Saturday, June 9, 2007

Catching up

Before PB leaves tomorrow, here's a partial list of what we did this week:

Monday:

Lunch at Cubic, the little restaurant around the corner from school, and from PB's hotel. Menu del día, lingered until 5pm, in true Madrid style. El Corte Inglés. Drinks and tapas in the Plaza Mayor, people-watching and taking in a particularly beautiful changing of the light as the sun went down. Normally, I would avoid the Plaza Mayor as being too touristy, but this particular evening it was magical. A wonderful end to PB's first day.

Tuesday:

Morning classes. Skipped conversation class to join PB at the Thyssen (my second visit, every bit as satisfying as the first), where we also had a late lunch, lingering until five again. Drinks, tapas, and people-watching in a cafe at the Plaza Santa Ana, less of a tourist trap than the Plaza Mayor.

Wednesday:

Morning classes. Lunch at the cafe in PB's hotel. Headed towards the Prado with excellent intentions, but never quite made it, strolling instead through the Barrio de las Letras, the Atocha station, along by the Retiro, back towards school. PB took in the Museo de Bellas Artes, while I went to my culture class, joining her afterwards for a wonderful dinner at La Finca de Susana. Despite mixed reviews of la Finca de Susana by NY Times readers, our dinner was awesome (and incredibly cheap)

Thursday:

Skipped all my classes today (gasp!). But with good reason. First we had to go to the Grand Optical store on the Calle Alcala where, with the help of PB and a charming and competent optometrist called Amelia, I was fitted out with a totally bitchen new pair of glasses (gafas) and sunglasses. The sunglasses were free (except for a 40€ charge for choosing the polarized kind), as part of a "buy one, get one free" deal. But the savings did not stop there, nosireebob! The (truly stylish) pair of glasses came with a discount equal to my age, expressed in percentage terms. In other words, at half-price. So, all in all, a productive visit, and I had my stylish new gafas by 3pm. Photographic evidence will be provided, in due course.

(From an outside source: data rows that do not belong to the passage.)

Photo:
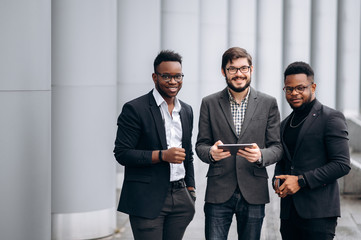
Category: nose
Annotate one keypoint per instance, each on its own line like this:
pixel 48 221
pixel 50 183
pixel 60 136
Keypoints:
pixel 172 80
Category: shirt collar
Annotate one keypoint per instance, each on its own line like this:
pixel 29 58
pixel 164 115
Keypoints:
pixel 233 100
pixel 160 100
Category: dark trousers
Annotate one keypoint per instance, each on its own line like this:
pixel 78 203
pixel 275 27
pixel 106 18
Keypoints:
pixel 176 214
pixel 297 228
pixel 219 218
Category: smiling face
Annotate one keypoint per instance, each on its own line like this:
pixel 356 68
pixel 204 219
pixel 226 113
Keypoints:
pixel 238 81
pixel 168 90
pixel 296 99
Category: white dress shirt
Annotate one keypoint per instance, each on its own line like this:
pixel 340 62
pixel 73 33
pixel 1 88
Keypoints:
pixel 173 131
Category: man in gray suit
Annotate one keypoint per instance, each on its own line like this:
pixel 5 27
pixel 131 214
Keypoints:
pixel 237 182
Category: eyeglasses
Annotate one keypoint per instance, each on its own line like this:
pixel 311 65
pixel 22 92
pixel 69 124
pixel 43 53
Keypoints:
pixel 234 70
pixel 168 77
pixel 299 88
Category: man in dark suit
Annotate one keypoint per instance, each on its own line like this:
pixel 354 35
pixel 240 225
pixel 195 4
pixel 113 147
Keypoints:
pixel 154 144
pixel 316 154
pixel 237 183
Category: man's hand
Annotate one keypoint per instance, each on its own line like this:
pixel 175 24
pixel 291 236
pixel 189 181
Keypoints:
pixel 174 155
pixel 218 154
pixel 251 154
pixel 289 187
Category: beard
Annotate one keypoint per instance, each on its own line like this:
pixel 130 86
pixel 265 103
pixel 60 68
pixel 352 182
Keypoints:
pixel 237 89
pixel 304 105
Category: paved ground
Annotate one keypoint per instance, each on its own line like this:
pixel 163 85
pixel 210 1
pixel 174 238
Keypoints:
pixel 349 225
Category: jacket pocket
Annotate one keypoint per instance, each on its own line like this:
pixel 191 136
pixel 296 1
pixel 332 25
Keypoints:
pixel 138 178
pixel 260 172
pixel 214 171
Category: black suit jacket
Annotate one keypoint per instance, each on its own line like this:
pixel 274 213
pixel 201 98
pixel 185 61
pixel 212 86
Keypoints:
pixel 140 131
pixel 322 156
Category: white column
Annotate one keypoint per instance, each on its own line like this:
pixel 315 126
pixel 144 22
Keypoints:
pixel 242 20
pixel 83 118
pixel 213 43
pixel 25 96
pixel 297 35
pixel 348 65
pixel 180 32
pixel 324 49
pixel 138 45
pixel 268 64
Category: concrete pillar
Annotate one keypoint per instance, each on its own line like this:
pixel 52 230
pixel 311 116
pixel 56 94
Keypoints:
pixel 139 23
pixel 242 28
pixel 324 49
pixel 348 52
pixel 180 32
pixel 25 96
pixel 213 43
pixel 268 64
pixel 297 36
pixel 83 115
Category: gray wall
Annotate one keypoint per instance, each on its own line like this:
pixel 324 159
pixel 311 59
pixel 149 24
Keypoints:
pixel 67 67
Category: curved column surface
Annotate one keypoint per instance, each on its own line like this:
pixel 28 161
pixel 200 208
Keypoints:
pixel 83 118
pixel 324 49
pixel 25 97
pixel 268 61
pixel 213 43
pixel 138 44
pixel 348 65
pixel 296 36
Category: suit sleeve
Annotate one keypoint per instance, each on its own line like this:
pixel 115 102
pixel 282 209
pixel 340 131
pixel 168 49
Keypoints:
pixel 273 150
pixel 338 156
pixel 189 167
pixel 128 137
pixel 204 138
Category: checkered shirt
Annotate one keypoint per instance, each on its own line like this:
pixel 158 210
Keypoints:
pixel 238 111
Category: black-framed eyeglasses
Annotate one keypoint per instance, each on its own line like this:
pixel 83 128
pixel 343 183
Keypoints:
pixel 299 88
pixel 168 77
pixel 234 70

Then we walked to the Museo Sorolla, which is simply a wonder and a jewel, and not to be missed by anyone spending more than a day or two in Madrid.

A late tapas lunch (surprise!), a little rest, culture class, and an early dinner, to get back in time for the third exciting episode of "El Internado (un lugar donde todo puede suceder)". An episode so exciting that it deserves, and shall receive its own post. In due course.

Friday:

to be continued

Sunday, June 3, 2007

Hiatus

My good friend PB will be visiting for the next week, so there won't be much time for blogging. A post here and there perhaps. But between now and June 11th, why not take a break from your computer and get out there and enjoy life? That's certainly my plan.

Do not be alarmed by my absence. Have a great week!

Still life with lemons, oranges and rose.


Spanish art is not all Goya and Velazquez, Dali, Miro or Picasso. Seen above is the luminous Still Life with Lemons, Oranges and Rose by Francisco de Zurbarán, painted in 1633.

Big Bunny


Finishing the trifecta of links to Amy Winfrey creations. That's her (on the right) in the photo.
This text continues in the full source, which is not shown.